RFR: 8296411: AArch64: Accelerated Poly1305 intrinsics [v4]

Fri Jun 2 11:05:06 UTC 2023

On Fri, 2 Jun 2023 09:58:59 GMT, Andrew Dinn <adinn at openjdk.org> wrote:

>> Yes, of course, you are right that  0<= U_2 < 6 at the point where that second multiply by 5 occurs (i.e. after the loop).
>> 
>> I believe it is safe to use the same optimization inside the loop for reasons given below. Of course it is a bit late to change this now and retest but if my reasoning is correct then we could consider updating this post release and, maybe, a backport.
>> 
>> The only thing that needs to be determined is what value could sit in U2 when we enter the loop.
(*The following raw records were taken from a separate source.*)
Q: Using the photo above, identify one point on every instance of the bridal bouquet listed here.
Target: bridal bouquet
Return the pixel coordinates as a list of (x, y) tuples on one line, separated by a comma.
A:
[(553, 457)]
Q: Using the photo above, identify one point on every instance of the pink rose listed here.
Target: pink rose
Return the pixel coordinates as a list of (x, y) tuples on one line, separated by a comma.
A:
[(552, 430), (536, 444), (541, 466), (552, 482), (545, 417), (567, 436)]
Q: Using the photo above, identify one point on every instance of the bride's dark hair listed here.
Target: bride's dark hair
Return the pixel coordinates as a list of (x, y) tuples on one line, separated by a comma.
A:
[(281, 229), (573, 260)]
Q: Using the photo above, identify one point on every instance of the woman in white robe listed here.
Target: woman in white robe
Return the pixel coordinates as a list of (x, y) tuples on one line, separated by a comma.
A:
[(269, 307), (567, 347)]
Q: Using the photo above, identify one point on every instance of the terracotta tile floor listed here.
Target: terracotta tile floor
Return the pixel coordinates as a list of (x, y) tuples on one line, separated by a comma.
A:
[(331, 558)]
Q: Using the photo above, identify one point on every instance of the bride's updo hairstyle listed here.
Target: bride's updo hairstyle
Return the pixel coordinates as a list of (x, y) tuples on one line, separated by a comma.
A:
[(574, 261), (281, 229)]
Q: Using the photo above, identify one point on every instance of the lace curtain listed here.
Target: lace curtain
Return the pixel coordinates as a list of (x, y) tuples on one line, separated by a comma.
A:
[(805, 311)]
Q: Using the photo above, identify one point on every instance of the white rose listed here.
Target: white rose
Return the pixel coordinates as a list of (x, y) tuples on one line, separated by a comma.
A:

That's the only important case because we already agreed that at the loop back edge that 0 <= U2 < 6.
>> 
>> The incoming value for U2 at loop entry is derived by the following subsequence of the instruction stream
>> 
>>       __ adcs(S_1, U_1, S_1);
>>       __ adc(S_2, U_2, zr);         // A.1
>>       __ add(S_2, S_2, 1);          // A.2
>>      . . .
>>        wide_mul(U_1, U_1HI, S_0, R_1);  wide_madd(U_1, U_1HI, S_1, R_0);  wide_madd(U_1, U_1HI, S_2, RR_1); // B
>>      . . .
>>       __ andr(U_2, R_0, 3);         // C
>>       __ mul(U_2, S_2, U_2);        // D
>>       . . .
>> 
>>       __ adc(U_2, U_1HI, U_2);      // E
>> 
>> At A.1 we know that 0 <= U_2 <= 3 (since it was initialized by unpack26)
>> So, at A.2 we know that 0 <= S2 <= 5
>> 
>> At B we know that 0 <= RR_1 <= (2^60 - 2^2)  = FFFFFFF_FFFFFFFC (top 4 and bottom 2 bits of RR_1 are clear)
>> So 0 <= U1_HI < 5 * FFFFFFF_FFFFFFFC = 4FFFFFFF_FFFFFFEC
>> 
>> At C we know 0 <= U_2 <= 3
>> 
>> At D we know 0 <= U_2 <= 15
>> 
>> So at E we know that 0 <= U_2 <= 4FFFFFFF_FFFFFFEC + 15 + 1
>> 
>> So, the highest possible value for U_2 at loop entry is 50000000_00000002.
>> 
>> Clearly we can shift this down by two and add without any danger of overflowing
>> 
>>  50000000_00000002 >> 2 + 50000000_00000002 = 64000000_00000002
>
> Ah, no scratch that. I have made a wrong assumption at B. The value of U1_HI is bounded by the sum of the 3 64 bit * 64 bit multiplies.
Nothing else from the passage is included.